The very need for so many different types of support groups around parenthood, when support groups are typically associated with managing or getting through negative experiences in life, throws up its own questions for anyone considering parenthood.

But even though we may be better at recognising the need for support in certain aspects of parenthood, it can be difficult, still, to acknowledge how overwhelming parenthood can be on an individual basis. Something I was reminded of when I asked parents about it recently.

“Our generation of women were told we could have it all – but that means doing it all, it’s a lot,” one mother said.
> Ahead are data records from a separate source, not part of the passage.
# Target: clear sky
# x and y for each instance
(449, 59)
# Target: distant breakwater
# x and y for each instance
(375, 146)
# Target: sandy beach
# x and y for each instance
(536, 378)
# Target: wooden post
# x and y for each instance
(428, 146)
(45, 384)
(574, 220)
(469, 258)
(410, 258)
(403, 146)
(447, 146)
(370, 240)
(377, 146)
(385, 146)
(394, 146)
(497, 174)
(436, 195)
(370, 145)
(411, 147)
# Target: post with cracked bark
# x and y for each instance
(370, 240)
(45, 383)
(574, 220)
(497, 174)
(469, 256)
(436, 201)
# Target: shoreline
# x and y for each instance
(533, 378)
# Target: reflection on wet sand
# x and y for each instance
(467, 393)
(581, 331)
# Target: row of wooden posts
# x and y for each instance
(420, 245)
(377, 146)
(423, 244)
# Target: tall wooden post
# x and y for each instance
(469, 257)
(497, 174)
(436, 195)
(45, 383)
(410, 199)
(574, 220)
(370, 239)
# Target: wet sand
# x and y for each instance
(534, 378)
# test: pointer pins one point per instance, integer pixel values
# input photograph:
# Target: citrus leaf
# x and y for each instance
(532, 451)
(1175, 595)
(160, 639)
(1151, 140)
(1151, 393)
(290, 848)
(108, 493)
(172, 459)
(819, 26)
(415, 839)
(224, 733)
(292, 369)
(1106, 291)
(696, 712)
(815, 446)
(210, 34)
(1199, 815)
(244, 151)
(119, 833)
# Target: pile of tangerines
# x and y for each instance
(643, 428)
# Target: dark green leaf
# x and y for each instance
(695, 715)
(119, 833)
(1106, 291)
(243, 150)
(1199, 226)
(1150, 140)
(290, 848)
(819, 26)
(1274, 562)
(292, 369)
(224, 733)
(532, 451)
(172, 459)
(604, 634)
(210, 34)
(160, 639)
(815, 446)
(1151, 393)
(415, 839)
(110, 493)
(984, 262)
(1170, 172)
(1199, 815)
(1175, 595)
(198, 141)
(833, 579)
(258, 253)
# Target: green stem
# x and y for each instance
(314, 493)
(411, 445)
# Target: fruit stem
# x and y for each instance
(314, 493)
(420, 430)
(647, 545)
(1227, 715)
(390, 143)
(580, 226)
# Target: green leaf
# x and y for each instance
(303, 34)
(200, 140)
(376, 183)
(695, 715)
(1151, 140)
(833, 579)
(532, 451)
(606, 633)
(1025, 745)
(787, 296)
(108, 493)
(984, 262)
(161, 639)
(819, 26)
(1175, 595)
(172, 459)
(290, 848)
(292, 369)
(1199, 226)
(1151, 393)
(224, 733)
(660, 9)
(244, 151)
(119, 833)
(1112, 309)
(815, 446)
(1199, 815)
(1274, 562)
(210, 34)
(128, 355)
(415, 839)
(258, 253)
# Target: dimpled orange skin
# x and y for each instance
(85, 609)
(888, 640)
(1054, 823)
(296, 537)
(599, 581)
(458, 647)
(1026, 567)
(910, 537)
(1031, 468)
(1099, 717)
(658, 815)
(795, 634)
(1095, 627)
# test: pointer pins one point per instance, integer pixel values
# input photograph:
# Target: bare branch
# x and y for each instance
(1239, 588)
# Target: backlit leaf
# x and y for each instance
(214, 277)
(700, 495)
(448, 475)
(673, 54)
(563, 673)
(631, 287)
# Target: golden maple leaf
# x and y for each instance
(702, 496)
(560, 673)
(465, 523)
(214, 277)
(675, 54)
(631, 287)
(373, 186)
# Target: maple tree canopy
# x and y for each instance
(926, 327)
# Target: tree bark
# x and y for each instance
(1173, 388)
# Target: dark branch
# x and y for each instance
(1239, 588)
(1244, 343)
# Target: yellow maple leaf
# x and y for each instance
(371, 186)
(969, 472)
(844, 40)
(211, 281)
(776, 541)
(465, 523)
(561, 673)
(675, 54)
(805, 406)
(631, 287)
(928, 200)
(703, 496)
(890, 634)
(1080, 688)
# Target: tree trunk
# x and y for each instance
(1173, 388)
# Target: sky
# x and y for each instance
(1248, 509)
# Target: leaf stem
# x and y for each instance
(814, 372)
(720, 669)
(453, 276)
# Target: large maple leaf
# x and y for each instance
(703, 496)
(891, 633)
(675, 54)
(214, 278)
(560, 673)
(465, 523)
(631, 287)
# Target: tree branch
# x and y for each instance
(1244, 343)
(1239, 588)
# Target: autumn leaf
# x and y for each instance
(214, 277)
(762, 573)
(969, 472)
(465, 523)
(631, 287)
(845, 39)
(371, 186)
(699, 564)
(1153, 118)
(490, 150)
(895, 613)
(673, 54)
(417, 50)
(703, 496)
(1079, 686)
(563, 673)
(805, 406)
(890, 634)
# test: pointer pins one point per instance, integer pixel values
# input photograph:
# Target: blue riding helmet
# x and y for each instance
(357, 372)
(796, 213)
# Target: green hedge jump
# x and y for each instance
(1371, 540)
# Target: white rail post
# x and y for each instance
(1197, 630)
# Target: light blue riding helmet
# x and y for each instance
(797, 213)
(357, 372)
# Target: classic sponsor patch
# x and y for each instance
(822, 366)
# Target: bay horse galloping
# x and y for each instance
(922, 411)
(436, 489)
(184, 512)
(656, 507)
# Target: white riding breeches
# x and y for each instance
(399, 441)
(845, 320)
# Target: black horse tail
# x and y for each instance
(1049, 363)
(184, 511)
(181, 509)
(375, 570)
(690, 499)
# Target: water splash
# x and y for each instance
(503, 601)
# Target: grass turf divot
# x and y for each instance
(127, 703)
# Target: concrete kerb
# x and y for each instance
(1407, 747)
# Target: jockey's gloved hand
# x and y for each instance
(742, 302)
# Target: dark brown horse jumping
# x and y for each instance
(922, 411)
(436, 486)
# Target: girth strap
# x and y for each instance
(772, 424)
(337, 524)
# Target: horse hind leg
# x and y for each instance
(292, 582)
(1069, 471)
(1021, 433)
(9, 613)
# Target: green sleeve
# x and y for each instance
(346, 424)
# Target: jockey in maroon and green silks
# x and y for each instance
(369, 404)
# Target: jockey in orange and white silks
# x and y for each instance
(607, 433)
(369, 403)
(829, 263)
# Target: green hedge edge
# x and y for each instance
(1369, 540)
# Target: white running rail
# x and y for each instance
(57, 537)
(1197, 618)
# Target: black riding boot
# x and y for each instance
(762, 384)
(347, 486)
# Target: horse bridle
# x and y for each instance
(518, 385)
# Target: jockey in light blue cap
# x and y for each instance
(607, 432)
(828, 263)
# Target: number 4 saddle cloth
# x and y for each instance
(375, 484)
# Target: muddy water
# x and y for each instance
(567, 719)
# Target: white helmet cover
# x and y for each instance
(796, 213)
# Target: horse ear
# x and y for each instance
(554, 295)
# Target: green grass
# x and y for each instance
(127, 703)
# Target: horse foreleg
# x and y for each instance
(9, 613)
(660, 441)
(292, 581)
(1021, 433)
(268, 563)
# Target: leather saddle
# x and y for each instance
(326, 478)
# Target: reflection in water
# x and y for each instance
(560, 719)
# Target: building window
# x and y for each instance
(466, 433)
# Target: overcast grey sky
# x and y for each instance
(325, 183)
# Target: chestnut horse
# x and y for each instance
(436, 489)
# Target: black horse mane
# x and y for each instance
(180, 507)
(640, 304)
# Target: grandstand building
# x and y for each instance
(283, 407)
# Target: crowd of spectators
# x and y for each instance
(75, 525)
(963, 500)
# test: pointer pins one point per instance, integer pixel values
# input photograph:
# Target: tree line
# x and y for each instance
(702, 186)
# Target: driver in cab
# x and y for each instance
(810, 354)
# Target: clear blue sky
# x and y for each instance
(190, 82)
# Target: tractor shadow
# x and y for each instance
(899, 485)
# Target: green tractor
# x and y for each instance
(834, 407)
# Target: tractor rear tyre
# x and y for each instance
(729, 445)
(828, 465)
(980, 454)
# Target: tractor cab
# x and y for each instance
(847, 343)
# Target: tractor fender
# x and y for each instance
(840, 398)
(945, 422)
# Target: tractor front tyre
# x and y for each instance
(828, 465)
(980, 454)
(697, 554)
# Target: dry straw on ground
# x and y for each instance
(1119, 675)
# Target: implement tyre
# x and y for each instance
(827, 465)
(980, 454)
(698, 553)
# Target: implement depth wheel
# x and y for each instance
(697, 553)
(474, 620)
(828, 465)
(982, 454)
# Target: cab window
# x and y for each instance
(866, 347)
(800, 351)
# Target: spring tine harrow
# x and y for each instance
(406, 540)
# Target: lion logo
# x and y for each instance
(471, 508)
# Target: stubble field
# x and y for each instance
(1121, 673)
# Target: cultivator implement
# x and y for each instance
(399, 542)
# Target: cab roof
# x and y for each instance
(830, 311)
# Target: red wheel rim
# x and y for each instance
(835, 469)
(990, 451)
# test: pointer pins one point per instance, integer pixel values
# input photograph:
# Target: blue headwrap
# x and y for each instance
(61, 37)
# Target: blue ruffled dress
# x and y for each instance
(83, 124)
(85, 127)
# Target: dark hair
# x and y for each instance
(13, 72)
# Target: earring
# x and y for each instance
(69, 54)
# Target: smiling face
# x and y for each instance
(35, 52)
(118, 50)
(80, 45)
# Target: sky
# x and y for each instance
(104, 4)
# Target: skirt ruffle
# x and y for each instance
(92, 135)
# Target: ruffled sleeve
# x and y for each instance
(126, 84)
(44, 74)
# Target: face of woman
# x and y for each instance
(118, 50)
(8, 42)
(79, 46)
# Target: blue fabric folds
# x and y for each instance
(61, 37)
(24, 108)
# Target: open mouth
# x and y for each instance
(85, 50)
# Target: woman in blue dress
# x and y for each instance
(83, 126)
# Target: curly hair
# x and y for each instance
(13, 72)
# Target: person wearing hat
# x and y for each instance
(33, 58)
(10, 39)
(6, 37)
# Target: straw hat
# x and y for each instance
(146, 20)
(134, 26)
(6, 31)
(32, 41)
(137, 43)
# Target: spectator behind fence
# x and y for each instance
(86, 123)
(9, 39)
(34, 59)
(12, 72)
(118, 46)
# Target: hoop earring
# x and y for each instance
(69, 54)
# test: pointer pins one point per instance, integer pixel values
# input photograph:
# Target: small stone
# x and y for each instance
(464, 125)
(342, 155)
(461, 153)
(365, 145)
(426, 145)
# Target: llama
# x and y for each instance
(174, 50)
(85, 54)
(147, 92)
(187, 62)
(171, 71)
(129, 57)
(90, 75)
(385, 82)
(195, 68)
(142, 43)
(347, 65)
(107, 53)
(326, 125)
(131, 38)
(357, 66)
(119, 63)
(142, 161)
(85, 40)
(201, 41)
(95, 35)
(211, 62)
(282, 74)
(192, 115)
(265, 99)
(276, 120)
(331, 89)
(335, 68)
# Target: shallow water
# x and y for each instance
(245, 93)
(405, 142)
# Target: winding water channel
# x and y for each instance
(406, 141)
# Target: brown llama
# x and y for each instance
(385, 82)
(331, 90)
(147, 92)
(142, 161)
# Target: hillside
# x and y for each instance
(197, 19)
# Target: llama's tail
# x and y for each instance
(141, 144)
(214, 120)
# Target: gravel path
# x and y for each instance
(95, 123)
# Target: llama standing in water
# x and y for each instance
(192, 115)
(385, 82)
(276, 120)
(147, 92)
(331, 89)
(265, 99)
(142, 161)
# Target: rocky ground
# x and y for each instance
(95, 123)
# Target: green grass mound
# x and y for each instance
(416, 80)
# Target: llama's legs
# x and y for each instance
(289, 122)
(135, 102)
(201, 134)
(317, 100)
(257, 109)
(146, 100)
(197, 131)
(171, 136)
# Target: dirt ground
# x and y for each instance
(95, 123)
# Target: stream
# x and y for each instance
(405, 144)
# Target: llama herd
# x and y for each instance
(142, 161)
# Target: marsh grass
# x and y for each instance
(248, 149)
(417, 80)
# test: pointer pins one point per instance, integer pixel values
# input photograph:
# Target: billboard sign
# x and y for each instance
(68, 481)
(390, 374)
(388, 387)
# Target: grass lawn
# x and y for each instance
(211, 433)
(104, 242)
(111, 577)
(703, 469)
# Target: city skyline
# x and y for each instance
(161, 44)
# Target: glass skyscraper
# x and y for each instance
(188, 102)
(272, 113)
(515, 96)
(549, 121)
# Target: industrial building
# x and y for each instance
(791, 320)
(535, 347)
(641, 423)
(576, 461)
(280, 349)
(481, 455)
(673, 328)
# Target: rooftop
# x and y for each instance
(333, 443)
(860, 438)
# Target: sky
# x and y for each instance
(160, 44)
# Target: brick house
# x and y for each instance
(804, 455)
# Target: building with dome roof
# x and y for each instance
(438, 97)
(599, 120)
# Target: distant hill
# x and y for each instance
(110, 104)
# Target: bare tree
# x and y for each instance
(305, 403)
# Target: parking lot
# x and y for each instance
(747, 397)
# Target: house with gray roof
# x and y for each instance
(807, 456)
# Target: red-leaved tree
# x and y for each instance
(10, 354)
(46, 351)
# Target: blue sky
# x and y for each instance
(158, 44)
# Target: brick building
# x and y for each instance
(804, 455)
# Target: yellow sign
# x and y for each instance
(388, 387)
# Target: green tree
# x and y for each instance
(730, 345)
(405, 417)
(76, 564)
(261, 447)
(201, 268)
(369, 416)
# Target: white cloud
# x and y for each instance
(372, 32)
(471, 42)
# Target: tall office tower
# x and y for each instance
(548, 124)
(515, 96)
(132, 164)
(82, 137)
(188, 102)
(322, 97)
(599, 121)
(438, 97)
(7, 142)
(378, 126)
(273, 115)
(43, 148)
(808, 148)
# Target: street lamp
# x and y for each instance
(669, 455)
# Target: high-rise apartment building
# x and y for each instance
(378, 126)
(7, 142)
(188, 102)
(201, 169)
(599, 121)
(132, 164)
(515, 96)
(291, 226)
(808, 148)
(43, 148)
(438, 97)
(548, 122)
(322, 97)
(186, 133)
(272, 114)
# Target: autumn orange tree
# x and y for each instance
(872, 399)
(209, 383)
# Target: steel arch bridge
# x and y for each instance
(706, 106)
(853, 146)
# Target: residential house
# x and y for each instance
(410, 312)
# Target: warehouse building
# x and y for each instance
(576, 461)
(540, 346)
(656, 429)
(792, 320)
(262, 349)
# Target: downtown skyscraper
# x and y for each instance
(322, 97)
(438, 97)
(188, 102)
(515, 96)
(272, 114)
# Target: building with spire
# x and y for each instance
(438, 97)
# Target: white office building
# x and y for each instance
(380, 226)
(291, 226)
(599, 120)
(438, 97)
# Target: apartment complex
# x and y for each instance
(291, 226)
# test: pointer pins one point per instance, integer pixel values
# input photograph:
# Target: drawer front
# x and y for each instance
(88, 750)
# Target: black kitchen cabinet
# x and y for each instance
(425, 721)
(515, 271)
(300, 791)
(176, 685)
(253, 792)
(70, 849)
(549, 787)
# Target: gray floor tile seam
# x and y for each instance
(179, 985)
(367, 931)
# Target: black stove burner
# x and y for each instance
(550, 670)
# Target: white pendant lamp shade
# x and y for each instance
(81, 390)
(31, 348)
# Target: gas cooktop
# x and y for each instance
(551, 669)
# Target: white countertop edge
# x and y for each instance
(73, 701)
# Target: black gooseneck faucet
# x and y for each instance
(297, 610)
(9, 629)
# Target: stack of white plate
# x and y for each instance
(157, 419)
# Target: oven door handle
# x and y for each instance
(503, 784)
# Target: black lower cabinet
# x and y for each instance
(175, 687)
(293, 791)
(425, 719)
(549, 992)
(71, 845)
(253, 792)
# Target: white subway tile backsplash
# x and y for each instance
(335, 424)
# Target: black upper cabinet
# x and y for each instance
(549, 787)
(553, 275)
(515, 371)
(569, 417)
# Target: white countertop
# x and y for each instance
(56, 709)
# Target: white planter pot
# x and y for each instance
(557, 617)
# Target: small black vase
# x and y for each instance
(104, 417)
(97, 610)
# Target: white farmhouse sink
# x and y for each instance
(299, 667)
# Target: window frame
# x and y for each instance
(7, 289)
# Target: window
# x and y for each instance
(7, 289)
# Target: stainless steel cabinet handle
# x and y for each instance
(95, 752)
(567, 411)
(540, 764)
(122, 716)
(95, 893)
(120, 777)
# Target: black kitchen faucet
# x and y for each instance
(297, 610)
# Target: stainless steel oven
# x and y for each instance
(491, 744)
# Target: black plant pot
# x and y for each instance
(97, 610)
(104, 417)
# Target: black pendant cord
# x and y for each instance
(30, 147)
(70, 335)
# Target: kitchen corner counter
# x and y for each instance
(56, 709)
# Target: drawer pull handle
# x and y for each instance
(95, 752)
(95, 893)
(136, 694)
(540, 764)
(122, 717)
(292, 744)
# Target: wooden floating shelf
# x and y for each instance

Another woman admitted to “feeling guilty” just for acknowledging that she was overwhelmed.

“I want to be the best parent, but also the best employee, and dutiful daughter to ageing parents,” one mother replied referring to the difficulties around “the demands on your time and trying to be there for everyone”. The responsibility of being a “single parent, terrified making all the decisions affecting child’s future/wellbeing alone”, felt overwhelming for one mum.

Housework, navigating the education system for children with additional needs, being unable to access supports for children with disabilities, not being able to give one-on-one time to children in families with multiple siblings, feeling burnt out, trying to manage the mood swings of teenagers, dealing with child or teenage anxiety, not being able to afford to buy a home and the constant financial stress of renting and childcare costs, homework, afterschool activities, screen time battles, not feeling like a real mum, trying to juggle work when children are sick and the never-ending mental load were just some of the reasons mothers told me they felt overwhelmed.

And then there was the reply that questioned if all of it was just normal: “Yes [I feel overwhelmed.] Work full-time, have two teens and elderly parent. But doesn’t everyone at my age?”

I thought back to a recent conversation with a friend about the all-consuming nature of parenthood. The wait for updates when things haven’t been going well in their young lives. Their worries are your worries. Their wins are your wins. And the realisation this doesn’t end when they reach various milestones, or even adulthood. But the support can end.

It’s enough to make you question it all.

Still, I’d recommend it, if someone was so inclined. Though you’d hope that wouldn’t be the basis for their decision.